The decade that followed brought remarkable changes in the Roman Catholic Church and in the larger society. The Second Vatican Council encouraged greater church engagement with the larger world. At the same time, popular social movements in Latin America sought to address the root causes of economic and social injustice.
The developments deeply informed Gutiérrez’s work. It was in 1968, in a speech delivered in Chimbote, Peru, that the priest first called for a “theology of liberation.” He argued that Christians have a duty to create a just society. “An active concern for the poor is not only an obligation for those who feel a political vocation,” he said. “All Christians must take the Gospel message of justice and equality seriously.”
In A Theology of Liberation, Gutiérrez challenged the Church to stand with the oppressed and to act for social justice. His ideas took hold in Latin America and brought him international recognition, even as he continued as a parish priest. They also provoked sharp opposition from many who saw liberation theology as an attempt to reduce Christianity to little more than Marxist or left-wing politics.
Church authorities were sometimes discomfited by Gutiérrez’s ideas. During the 1980s, one of his more tenacious critics was Cardinal Joseph Ratzinger, who headed the Vatican’s Congregation for the Doctrine of the Faith and later became Pope Benedict XVI. In the middle of that decade, the congregation twice issued official warnings against aspects of liberation theology, including what it called its “insufficiently critical” use of Marxist ideas. At the same time, in a 1986 letter to Brazil’s bishops, Pope John Paul II affirmed liberation theology as “useful and necessary.”
Gutiérrez accepted challenges with equanimity, welcoming the chance to engage in dialogue about his work. He continued speaking and writing, delving into Scripture to better understand a God found amid suffering. In his 1984 book, We Drink from Our Own Wells, he wrote that in grappling with poverty, “we are not dealing simply with a ‘social situation,’ as though it were a state of affairs unrelated to the fundamental demands of the gospel message. Rather we are confronted with a reality contrary to the reign of life that the Lord proclaims.” The John Cardinal O’Hara Professor of Theology at the University of Notre Dame, Father Gutiérrez has lived and worked long enough to see ideas once considered novel or controversial accepted by many as part of the mainstream of the church’s social teaching. Theologians around the world acknowledge a debt to the ideas that emerged from Latin America in the 1960s and found their clearest expression in Gutiérrez’s writing.

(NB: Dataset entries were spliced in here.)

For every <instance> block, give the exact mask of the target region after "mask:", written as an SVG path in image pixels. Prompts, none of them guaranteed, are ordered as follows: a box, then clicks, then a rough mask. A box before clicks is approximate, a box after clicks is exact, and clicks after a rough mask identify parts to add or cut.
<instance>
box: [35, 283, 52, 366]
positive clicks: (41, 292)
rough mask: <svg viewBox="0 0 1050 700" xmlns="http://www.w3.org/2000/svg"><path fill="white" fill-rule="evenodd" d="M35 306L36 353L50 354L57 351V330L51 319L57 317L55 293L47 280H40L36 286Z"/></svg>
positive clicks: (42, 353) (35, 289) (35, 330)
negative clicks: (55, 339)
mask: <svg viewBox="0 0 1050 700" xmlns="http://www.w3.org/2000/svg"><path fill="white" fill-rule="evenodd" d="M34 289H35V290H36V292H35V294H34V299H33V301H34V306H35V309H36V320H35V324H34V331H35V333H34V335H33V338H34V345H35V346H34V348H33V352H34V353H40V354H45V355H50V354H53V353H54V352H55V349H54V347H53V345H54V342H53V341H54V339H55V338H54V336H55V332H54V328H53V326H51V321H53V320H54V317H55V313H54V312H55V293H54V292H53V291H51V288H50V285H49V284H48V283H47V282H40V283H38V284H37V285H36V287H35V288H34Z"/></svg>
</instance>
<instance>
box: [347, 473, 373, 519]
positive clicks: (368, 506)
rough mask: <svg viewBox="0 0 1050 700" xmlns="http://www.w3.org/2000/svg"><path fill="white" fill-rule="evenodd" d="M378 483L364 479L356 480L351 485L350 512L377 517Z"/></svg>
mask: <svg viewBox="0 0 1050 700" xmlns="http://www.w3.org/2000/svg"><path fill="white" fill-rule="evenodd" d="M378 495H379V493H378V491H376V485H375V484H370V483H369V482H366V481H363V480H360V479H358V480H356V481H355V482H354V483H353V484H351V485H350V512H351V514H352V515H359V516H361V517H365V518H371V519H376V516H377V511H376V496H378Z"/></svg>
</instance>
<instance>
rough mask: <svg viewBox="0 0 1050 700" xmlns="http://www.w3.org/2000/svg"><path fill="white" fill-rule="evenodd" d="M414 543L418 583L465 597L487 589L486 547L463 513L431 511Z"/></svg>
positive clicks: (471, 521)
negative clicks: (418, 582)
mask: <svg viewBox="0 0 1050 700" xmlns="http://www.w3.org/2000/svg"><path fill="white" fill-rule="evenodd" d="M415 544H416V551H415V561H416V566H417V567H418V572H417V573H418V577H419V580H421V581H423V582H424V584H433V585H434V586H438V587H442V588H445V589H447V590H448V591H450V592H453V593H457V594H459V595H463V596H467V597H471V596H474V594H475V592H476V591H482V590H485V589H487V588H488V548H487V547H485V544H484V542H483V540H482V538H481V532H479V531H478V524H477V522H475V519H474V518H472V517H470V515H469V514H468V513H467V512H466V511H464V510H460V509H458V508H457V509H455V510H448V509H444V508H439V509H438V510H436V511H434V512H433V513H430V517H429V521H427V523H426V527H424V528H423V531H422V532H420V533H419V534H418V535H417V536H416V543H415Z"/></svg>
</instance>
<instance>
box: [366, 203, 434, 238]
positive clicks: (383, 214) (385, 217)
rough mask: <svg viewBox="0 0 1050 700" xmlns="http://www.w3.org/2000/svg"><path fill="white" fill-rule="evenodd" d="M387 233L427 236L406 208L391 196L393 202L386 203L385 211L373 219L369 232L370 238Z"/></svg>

“Virtually every social movement today that concerns itself with religion—whether racial, ethnic, feminist, GLBT, Christian or non-Christian—has to reckon with A Theology of Liberation, if only to acknowledge it as a foundational text for what follows,” said President Ray, who encountered Gutiérrez’s writings first as a Catholic seminarian in the 1970s and later as a graduate student in religious studies at Harvard University. “Over a long and productive lifetime, Father Gutiérrez, like the Niebuhrs, has redefined the terms of engagement for theological reflection worldwide. He has turned the conversation from the hereafter to the stakes of the poor in this world.”
Gustavo Gutiérrez calls Christians to an “encounter with God in concrete actions toward others, especially the poor.” Fifty years after he began his ministry, his central challenge remains: “To know God is to do justice.”